Na ensolarada manhã do dia 25 de janeiro deste ano, uma segunda-feira, em pleno feriado municipal, as arquibancadas do estádio do Pacaembu estavam quase lotadas. A razão para a afluência massiva era a decisão da Copa São Paulo de Futebol Júnior, tradicional competição disputada a cada início de ano. A final colocava frente a frente Corinthians e Flamengo, dois dos clubes mais populares, com as maiores torcidas do Brasil. Dentro de campo, o que se via eram lances de efeito, gols vistosos e aspirantes a futebolistas que podem fazer o brasileiro voltar a ter esperança por dias melhores no seu combalido e desacreditado futebol.
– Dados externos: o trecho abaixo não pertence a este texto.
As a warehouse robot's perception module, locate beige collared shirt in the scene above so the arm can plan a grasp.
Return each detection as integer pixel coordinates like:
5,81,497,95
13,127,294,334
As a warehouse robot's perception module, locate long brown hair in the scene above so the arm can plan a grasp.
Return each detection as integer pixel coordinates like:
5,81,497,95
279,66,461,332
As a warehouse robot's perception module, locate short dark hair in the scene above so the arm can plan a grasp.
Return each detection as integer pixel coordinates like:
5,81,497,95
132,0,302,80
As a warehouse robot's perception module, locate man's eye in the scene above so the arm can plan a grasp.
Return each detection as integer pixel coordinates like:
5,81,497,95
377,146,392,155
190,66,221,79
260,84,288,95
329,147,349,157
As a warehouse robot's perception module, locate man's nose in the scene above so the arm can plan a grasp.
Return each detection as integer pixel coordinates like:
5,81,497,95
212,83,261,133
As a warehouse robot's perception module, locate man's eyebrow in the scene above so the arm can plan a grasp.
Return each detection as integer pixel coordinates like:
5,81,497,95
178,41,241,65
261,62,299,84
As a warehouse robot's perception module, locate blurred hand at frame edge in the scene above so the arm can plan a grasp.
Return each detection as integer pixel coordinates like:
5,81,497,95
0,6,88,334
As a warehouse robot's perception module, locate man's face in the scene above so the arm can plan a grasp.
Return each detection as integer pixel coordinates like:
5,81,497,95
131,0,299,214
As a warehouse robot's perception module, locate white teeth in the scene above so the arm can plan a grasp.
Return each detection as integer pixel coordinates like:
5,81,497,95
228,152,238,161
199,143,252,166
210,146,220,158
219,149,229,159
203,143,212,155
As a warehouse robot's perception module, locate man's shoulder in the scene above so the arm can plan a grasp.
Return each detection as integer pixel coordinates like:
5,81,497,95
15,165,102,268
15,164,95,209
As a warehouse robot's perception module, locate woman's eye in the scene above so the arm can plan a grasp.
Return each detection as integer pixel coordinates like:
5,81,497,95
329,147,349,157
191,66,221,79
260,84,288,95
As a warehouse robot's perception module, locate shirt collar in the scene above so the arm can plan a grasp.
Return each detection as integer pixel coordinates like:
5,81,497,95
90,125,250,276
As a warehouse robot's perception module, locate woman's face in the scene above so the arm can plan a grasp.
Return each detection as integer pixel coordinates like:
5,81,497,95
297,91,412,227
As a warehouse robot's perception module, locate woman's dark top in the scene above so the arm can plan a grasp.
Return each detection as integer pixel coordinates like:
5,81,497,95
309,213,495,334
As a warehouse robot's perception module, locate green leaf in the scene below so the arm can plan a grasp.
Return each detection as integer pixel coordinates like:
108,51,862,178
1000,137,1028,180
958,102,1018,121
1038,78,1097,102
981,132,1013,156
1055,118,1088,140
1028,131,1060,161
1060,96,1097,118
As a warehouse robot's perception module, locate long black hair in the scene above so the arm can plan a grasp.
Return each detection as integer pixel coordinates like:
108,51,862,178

O jogo terminou empatado em 2 a 2 e o título veio a ser decidido nos pênaltis. A decisão foi emocionante. As cobranças de penalidade máxima colocavam ora um time ora outro em vantagem, o que tornava o desfecho imprevisível. Já passava de uma hora da tarde quando, depois de sucessivas idas e vindas, o rubro-negro do Rio de Janeiro sagrou-se campeão. No setor das arquibancadas conhecido como Tobogã, a torcida visitante comemorava com euforia, mesmo sob o calor intenso do verão, ovacionando os novatos vencedores do seu time.

Mais do que a conquista do título pelo Flamengo, ou a comemoração dos torcedores do clube carioca, um fato chamou a atenção nas arquibancadas naquele dia. O episódio aconteceu ainda durante o tempo regulamentar de jogo, pouco depois do início do segundo tempo. O caso foi protagonizado pela maior torcida organizada corintiana, Gaviões da Fiel. O incidente ocorreu no momento em que milhares de sinalizadores foram acesos pela torcida, logo naquele início de segunda etapa da partida. O que era para ser uma manifestação de apoio à equipe causou grande controvérsia e terminou por se sobrepor aos próprios comentários a respeito do jogo.

Com efeito, o festival pirotécnico da torcida provocou uma imensa nuvem de fumaça preta. Mesmo sob a luz solar do meio-dia, a chama se avolumou no setor amarelo das arquibancadas, na altura do corner, local em que tradicionalmente se posta a torcida em jogos do Corinthians. Ante a situação inusitada, o jogo teve de ser interrompido por alguns minutos. Durante a interrupção, o locutor da principal emissora de televisão do país, que transmitia a partida ao vivo para todo o Brasil, em tom de reprimenda moral dirigida a crianças, reprovava o ato dos torcedores: “não tem nada de bonito isso, o que vocês estão fazendo é muito feio”.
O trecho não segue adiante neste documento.